Regurgitations or spitting up (GER) are non-forceful events and rarely a sign of GERD or any disease, provided that the baby is well otherwise.  It must be differentiated from vomiting - forceful events, and often considered as a sign of a disease.

         Most of infants (and 5-10% during the second year of life) do spit up and sometimes do it often. The common cause of it is overfeeding, but there are other predisposing factors related to an anatomy, physiology, quantity and quality of food (formula).  It doesn’t usually mean that they have a disease (GERD). Special tests and medications in the majority of such cases are not needed, but there are some exceptions: 1)neurologically impaired infants; 2) infants who do not thrive; 3) those who have respiratory problems.

There are some other red flags too, and a pediatric gastroenterologist may need to be consulted in some cases.


The therapy of GER is a combination of reflux precautions (to be discussed with your primary physician).

Older children:  By the end of the second year of life an occasional regurgitation episodes, especially after large meals or during cry,  do not usually mean that the child require any tests, procedures, or medication.  Daily episodes of regurgitations by this time do require attention of a specialist in order to rule out GERD, and it is a time to consider special tests and/or procedures.

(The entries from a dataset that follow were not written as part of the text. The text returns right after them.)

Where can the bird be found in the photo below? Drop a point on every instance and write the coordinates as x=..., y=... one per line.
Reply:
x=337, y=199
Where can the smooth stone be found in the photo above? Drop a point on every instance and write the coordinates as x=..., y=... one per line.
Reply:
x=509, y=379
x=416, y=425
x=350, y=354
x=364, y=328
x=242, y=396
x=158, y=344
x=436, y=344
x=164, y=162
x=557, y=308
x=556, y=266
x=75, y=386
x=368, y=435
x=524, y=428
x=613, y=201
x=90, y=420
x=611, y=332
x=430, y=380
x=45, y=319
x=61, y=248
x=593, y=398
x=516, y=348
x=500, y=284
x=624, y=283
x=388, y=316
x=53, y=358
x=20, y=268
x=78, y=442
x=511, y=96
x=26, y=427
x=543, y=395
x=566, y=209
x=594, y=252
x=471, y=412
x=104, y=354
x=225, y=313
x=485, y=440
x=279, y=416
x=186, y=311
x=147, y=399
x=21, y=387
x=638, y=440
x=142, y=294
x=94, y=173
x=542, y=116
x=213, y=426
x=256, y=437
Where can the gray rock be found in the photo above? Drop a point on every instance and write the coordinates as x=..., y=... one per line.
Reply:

Children above the age of toddlers (over the 3-d year of life) should not regurgitate food, and those who do, even occasionally, always require a consultation by a specialist, special tests and often procedures (endoscopy).

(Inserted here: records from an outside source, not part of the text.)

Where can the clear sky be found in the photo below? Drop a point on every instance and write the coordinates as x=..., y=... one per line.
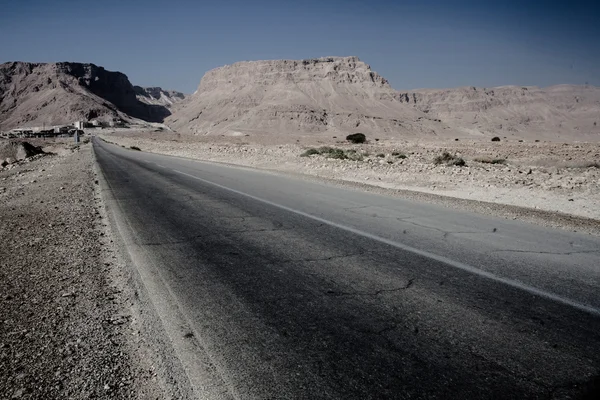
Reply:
x=414, y=44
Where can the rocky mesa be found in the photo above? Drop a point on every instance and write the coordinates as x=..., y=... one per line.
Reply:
x=331, y=94
x=37, y=94
x=158, y=96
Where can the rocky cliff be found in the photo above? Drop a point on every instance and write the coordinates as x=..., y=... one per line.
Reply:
x=331, y=94
x=158, y=96
x=568, y=111
x=36, y=94
x=343, y=95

At any age… complains of a chest discomfort, difficulties to swallow food (usually solids), vomiting, anemia, weight loss, abdominal pain, respiratory distress in association with GER, requires  a prompt consultation of a gastroenterologist.

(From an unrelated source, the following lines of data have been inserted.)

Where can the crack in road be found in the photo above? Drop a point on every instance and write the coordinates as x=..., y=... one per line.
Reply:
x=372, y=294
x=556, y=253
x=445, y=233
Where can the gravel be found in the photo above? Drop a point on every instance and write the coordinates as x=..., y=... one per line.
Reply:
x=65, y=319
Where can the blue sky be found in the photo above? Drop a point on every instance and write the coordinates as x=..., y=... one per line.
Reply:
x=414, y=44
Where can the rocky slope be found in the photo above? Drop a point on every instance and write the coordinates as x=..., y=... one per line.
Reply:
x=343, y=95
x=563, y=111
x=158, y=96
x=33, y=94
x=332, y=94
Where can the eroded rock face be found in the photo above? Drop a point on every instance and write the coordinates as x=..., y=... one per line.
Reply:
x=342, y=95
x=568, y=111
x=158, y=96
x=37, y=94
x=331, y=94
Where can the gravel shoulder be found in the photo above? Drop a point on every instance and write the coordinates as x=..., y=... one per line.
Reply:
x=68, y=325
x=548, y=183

Foods to Avoid with the Acid Reflux Diet


Fruits and Fruit Juices

Oranges*               Lemons*                             Cranberries*

         Grapefruits*                 Tomatoes*


Mashed Potatoes                           Raw Onions*

French Fries*                                  Potato Chips*


Ground Beef                                       Marbled Sirloin*

Chicken Nuggets*                              Buffalo Wings(Spicy)*


Sour Cream           Ice Cream

Milk Shakes          Cottage Cheese      All regular cheeses


Macaroni and Cheese  

Spaghetti with Red Sauce*

Beverages Tea and Coffee* (Decaf or Regular)
Fats and Oils

Salad Dressings* (Creamy, Oil and Vinegar)

Sweets and Desserts

Butter Cookies         Brownies*             Chocolate*

Doughnuts               Corn Chips        

     * = particulalry important to avoid


   IN GENERAL, please avoid any "junk foods" and/or fast foods that are greasy, spicy, and processed.

Reflux precautions:

a complex of measures, which are used both as

a prophylaxis and a therapy of GER.


  • Diet (as above).
  • Eating smaller portions of food, frequent feeding of infants with smaller portions of breast  milk or formula.
  • Position in a bed (in a crib, for infants) 30 degree head side up.  Holding an infant for (at least) 30 min. upright after a feeding, and avoiding a horizontal position after a meal for 2 hours in older children, and 30 min. in infants.


Surgical therapy:  is rarely needed, but in some cases of severe GERD (gastroesophageal reflux disease), unresponsive to a full range of conservative measures, surgery may be necessary.